La Inteligencia ya estaba trabajando.
Erik no tenía pruebas de lo que pensaba, pero notó algo, y esos pensamientos le vinieron tan pronto como la mujer explicó las peculiaridades de la Flyssa.
Le dio una mirada a su hoja.
—Con mi poder de afilamiento, puedo mejorar el filo de la hoja a su máximo potencial, y dado que la Flyssa tiene una hoja larga de hasta 90 centímetros, esta combinación creará ataques devastadores.
La mujer asintió.
—El diseño delgado y ligero también significa que puedo dar golpes rápidos mientras mantengo un control preciso en combate.
—Eso es correcto —hizo una pausa—.
En verdad, con tu habilidad, cualquier arma te habría venido bien.
Sin embargo, dado que tus enlaces neurales te dan una fuerza y velocidad por encima del promedio, una hoja tiene más sentido.
Es versátil—lo suficientemente corta para el combate cercano pero con suficiente alcance para otras situaciones.
La maestra entonces le mostró al joven el arma.
Tenía un mango rojo cuyo pomo representaba un halcón, mientras que la hoja era recta y de al menos un metro de largo, con grabados en ambos lados.

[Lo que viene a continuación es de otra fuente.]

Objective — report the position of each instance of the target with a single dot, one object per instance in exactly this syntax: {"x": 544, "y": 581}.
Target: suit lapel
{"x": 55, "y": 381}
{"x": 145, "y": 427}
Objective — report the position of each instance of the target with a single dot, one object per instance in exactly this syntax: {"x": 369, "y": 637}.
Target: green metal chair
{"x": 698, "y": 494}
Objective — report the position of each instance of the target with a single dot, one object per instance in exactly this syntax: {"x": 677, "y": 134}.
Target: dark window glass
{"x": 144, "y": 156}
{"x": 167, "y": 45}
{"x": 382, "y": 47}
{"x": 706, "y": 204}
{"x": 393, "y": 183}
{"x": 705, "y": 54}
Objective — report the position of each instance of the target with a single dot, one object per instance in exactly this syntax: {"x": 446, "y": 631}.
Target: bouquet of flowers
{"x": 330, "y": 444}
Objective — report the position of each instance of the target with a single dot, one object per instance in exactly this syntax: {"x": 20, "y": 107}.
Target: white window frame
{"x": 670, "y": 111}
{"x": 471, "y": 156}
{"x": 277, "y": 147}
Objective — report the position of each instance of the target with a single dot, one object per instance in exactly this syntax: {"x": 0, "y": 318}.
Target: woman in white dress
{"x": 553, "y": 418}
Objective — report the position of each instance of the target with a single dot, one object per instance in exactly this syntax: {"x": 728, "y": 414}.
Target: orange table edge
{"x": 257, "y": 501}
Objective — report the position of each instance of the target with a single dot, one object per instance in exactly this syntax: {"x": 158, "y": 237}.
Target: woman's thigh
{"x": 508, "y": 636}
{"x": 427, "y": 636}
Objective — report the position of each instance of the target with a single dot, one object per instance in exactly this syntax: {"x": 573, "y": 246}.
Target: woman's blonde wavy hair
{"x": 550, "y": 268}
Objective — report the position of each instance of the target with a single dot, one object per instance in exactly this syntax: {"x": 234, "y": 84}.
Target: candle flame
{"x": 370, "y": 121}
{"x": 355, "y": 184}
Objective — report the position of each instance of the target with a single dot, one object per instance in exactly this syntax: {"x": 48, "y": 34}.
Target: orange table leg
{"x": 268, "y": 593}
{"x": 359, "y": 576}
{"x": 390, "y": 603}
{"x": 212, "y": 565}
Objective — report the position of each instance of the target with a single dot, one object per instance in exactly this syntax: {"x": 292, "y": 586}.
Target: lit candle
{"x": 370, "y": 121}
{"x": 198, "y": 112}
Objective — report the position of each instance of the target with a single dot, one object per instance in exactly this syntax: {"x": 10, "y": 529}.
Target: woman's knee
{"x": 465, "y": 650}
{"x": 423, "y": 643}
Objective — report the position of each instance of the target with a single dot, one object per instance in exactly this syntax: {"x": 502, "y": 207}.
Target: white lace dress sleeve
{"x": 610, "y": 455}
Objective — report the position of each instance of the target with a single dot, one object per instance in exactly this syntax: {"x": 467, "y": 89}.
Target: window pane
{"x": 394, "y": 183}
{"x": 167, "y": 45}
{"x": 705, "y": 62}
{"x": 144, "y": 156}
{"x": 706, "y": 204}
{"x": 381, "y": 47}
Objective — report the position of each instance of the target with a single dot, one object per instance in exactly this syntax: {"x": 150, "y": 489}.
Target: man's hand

La hoja estaba afilada solo en un lado y se ensanchaba cerca de una punta puntiaguda.
Era un arma magnífica, y a Erik le gustaba bastante.
¡No podía esperar para usarla!
Pero primero…
necesitaba aprender a empuñarla, especialmente usando sus poderes.
—Ya que tenemos muchas cosas que hacer y no quiero perder el tiempo, volvamos al Palacio Rojo para recoger tu arma personal.
Después de eso, podemos empezar a practicar…
—¿Qué voy a aprender hoy?
—preguntó Erik.
—Solo algunas cosas básicas, como estocadas y cortes, posturas y cosas así.
Cuando estés listo, te enseñaré un estilo de espada específicamente pensado para la Flyssa.
[1] Leer abajo.
[2] Espero que eso fuera claro.
El análisis del sistema nunca podría decirle qué poderes tenían las criaturas, si él no tenía esa información de antemano.
Por eso, a veces, aparecía la voz de ‘Desconocido’.
El sistema tomaba el conocimiento de Erik y simplemente lo resumía.
Lo único que le daba era información sobre los atributos del objetivo, que no son precisos.
Si te fijas, la interfaz del análisis dice VALOR XXX ESTIMADO.